1) Home schooled children participate in life. Under the supervision of their parents, they learn to get along with a wide range of others – particularly in age and gender, but also in terms of race, ethnicity, religion, and socio-economic status – and form and maintain relationships with adult mentors.

2) Free from the business of the public school classroom, that can serve chiefly to keep children entertained and out of trouble, home-schooled children learn to be comfortable being alone and, more importantly, to entertain themselves.

3) Home-schooled children read more than their public schooled peers.

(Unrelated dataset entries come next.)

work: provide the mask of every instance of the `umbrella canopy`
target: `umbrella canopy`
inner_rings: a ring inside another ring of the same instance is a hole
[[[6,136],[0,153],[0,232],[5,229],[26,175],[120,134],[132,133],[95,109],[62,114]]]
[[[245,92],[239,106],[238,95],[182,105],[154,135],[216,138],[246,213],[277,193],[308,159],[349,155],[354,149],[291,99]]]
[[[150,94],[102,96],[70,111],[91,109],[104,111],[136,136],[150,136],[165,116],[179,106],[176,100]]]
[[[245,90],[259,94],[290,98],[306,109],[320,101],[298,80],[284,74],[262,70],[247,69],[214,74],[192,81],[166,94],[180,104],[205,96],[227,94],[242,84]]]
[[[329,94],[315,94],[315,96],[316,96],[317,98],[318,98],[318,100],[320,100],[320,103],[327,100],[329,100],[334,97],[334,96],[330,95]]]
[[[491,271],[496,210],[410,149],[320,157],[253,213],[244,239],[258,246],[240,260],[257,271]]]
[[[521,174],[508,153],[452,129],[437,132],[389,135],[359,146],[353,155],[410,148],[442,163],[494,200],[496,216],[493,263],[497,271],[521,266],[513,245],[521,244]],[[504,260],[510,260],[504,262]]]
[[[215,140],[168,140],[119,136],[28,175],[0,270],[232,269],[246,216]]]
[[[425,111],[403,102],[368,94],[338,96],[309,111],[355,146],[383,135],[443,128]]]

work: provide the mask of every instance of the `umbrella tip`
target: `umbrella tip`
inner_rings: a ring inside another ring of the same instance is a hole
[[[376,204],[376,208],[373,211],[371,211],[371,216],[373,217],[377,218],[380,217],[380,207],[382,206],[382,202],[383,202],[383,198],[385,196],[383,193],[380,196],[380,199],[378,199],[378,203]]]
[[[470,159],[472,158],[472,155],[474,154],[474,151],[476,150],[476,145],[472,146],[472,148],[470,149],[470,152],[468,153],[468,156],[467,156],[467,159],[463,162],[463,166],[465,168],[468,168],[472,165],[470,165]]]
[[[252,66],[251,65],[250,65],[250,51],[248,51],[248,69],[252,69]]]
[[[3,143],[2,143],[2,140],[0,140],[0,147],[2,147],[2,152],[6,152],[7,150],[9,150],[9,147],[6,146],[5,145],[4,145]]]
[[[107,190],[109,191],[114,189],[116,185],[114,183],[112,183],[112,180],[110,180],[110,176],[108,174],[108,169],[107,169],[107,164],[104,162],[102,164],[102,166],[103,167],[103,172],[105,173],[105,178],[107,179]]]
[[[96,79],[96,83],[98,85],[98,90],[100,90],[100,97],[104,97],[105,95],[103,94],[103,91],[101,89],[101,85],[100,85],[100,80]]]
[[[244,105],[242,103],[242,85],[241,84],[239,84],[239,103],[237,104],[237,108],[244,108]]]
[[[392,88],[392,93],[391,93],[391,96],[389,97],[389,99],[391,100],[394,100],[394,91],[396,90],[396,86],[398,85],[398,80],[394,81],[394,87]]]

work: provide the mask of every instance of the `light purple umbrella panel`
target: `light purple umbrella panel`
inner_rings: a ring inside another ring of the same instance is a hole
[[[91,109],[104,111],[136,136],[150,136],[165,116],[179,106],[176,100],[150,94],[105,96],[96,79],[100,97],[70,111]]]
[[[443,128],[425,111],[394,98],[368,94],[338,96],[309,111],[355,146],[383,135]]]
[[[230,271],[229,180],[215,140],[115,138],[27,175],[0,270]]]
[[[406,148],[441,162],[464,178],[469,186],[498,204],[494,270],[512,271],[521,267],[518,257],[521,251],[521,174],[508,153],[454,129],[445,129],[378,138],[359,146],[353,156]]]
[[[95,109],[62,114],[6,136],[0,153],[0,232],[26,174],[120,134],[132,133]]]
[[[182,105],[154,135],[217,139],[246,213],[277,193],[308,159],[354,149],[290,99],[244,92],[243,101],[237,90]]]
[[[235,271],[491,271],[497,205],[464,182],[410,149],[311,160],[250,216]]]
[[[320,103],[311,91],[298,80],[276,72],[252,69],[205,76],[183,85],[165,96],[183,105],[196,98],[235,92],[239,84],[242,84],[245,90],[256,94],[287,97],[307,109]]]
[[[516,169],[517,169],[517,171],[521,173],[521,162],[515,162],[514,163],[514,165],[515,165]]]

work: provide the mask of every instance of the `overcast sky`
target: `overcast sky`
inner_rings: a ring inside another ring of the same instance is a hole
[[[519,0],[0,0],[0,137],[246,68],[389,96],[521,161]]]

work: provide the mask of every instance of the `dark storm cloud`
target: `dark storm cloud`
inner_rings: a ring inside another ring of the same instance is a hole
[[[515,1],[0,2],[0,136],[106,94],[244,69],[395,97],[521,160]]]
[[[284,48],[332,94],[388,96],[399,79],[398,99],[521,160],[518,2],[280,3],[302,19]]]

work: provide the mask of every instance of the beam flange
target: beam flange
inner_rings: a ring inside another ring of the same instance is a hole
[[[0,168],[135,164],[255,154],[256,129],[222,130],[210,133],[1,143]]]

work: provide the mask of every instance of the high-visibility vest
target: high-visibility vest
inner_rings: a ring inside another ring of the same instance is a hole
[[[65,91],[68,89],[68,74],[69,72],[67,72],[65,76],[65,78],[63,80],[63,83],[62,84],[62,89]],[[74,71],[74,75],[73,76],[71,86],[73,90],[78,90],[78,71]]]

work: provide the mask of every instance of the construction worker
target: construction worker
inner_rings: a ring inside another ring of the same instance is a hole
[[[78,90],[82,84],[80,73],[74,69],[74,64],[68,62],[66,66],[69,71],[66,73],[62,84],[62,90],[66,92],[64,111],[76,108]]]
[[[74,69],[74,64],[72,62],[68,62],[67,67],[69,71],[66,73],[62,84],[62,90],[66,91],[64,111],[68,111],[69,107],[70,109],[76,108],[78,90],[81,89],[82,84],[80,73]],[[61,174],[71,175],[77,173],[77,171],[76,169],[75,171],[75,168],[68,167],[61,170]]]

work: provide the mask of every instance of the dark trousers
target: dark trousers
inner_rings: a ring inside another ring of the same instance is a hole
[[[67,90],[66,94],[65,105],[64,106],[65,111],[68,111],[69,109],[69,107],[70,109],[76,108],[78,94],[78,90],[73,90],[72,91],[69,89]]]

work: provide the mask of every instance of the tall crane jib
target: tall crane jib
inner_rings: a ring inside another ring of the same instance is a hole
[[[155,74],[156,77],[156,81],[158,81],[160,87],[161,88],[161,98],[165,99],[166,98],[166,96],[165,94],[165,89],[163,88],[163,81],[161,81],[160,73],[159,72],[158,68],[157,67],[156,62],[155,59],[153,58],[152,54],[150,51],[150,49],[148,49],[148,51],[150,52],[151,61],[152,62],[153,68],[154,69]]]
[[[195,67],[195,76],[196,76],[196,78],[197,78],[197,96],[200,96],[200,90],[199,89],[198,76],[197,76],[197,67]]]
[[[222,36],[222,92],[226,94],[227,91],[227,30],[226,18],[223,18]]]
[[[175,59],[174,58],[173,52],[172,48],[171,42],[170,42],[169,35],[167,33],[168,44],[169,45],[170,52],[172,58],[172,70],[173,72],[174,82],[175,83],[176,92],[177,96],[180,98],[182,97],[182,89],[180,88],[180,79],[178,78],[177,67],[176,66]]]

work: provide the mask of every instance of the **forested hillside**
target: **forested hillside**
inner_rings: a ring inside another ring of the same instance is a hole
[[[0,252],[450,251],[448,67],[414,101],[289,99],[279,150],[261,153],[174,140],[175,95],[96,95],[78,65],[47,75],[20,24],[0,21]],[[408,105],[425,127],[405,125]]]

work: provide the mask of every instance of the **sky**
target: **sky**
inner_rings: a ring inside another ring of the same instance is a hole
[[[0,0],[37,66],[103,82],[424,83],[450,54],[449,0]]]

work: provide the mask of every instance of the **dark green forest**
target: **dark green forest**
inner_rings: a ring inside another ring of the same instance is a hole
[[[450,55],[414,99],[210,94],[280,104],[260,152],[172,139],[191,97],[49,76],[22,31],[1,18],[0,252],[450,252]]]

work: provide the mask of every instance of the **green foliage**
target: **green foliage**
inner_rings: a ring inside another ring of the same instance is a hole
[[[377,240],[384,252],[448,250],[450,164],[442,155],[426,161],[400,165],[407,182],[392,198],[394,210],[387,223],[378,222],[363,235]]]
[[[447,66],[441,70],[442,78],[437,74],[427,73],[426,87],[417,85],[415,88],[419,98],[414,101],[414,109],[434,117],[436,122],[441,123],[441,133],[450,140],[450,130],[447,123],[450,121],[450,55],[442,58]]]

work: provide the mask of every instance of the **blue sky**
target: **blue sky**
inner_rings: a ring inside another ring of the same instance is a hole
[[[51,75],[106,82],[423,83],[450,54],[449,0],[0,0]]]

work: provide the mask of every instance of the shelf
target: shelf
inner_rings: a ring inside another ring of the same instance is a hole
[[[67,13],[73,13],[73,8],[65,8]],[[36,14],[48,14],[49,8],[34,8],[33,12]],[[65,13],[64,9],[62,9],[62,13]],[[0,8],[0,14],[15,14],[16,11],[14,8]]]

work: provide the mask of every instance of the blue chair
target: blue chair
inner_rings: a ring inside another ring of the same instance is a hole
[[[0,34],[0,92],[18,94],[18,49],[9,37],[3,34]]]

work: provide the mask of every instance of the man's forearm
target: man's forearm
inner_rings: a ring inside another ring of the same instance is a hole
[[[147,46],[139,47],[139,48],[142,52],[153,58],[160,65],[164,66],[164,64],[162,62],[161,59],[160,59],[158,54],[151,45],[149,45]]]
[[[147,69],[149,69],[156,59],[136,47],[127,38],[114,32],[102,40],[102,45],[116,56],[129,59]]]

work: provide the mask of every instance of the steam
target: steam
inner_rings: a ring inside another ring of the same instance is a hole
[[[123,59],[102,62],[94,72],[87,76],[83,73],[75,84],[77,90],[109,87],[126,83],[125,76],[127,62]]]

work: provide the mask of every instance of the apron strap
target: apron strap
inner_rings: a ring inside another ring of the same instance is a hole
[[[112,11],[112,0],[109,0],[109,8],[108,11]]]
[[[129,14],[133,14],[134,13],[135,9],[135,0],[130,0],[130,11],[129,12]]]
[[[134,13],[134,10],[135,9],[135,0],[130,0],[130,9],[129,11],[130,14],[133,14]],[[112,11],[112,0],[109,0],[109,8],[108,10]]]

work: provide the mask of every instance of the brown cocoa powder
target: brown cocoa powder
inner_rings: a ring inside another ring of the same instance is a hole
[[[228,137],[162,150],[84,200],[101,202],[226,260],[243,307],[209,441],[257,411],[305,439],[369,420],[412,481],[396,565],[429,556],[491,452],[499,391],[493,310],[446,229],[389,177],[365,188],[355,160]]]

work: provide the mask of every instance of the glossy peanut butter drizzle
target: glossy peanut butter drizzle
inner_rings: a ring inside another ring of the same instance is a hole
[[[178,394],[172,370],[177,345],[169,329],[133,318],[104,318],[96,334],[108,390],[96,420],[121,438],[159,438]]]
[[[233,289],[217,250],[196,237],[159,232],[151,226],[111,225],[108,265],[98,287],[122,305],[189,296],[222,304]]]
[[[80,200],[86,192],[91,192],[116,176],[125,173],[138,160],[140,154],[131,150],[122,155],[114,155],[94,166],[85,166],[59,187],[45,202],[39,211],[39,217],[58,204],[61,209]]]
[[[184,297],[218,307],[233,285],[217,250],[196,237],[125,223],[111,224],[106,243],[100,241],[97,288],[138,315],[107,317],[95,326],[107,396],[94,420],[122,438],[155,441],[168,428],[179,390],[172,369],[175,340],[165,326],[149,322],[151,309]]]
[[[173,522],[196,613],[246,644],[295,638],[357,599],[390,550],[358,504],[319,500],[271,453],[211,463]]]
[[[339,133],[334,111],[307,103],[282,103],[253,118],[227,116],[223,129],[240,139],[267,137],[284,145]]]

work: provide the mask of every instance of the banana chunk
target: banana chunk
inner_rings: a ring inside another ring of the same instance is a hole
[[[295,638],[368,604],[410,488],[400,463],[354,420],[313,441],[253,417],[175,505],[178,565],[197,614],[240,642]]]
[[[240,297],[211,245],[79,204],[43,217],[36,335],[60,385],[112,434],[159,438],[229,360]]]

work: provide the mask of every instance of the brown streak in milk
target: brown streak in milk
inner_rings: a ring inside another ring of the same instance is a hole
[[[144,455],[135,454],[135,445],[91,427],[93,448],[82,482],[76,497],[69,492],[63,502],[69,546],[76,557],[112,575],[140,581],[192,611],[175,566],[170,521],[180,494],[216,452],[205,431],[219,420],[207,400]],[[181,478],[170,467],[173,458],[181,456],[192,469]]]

Reading, contemplating, and discussing literature has been the foundation of challenging educational programs for centuries; however, it is particularly important to the question of childhood socialization because such reading begets the kinds of questions that motivate social action, change, and improvement.

If this were not enough, the most recent report on adults who were home schooled suggest that home-schoolers are sufficiently well socialized to outperform their public school peers throughout life:

1) 74% of home-schooled children go to college, compared to 46% of their public school educated peers who do so.

2) They also get jobs in a wide range of professions from farming to professional leader.

3) 71% are involved in their communities, as leaders and volunteers as well as voters, compared to the 37% of public school graduates who can make the same claim.

4) Nearly 100% of home-schooled adults report being happy, and enjoy life.

5) And over 75% of home-schooled adults agree that their parents’ educational choice has been advantageous for them as adults.

In light of these data, I’m stumped. If parents don’t send their children to public school – especially public high school – for the academics, then why do they? Clearly, sacrificing an academic education for a social one isn’t the answer.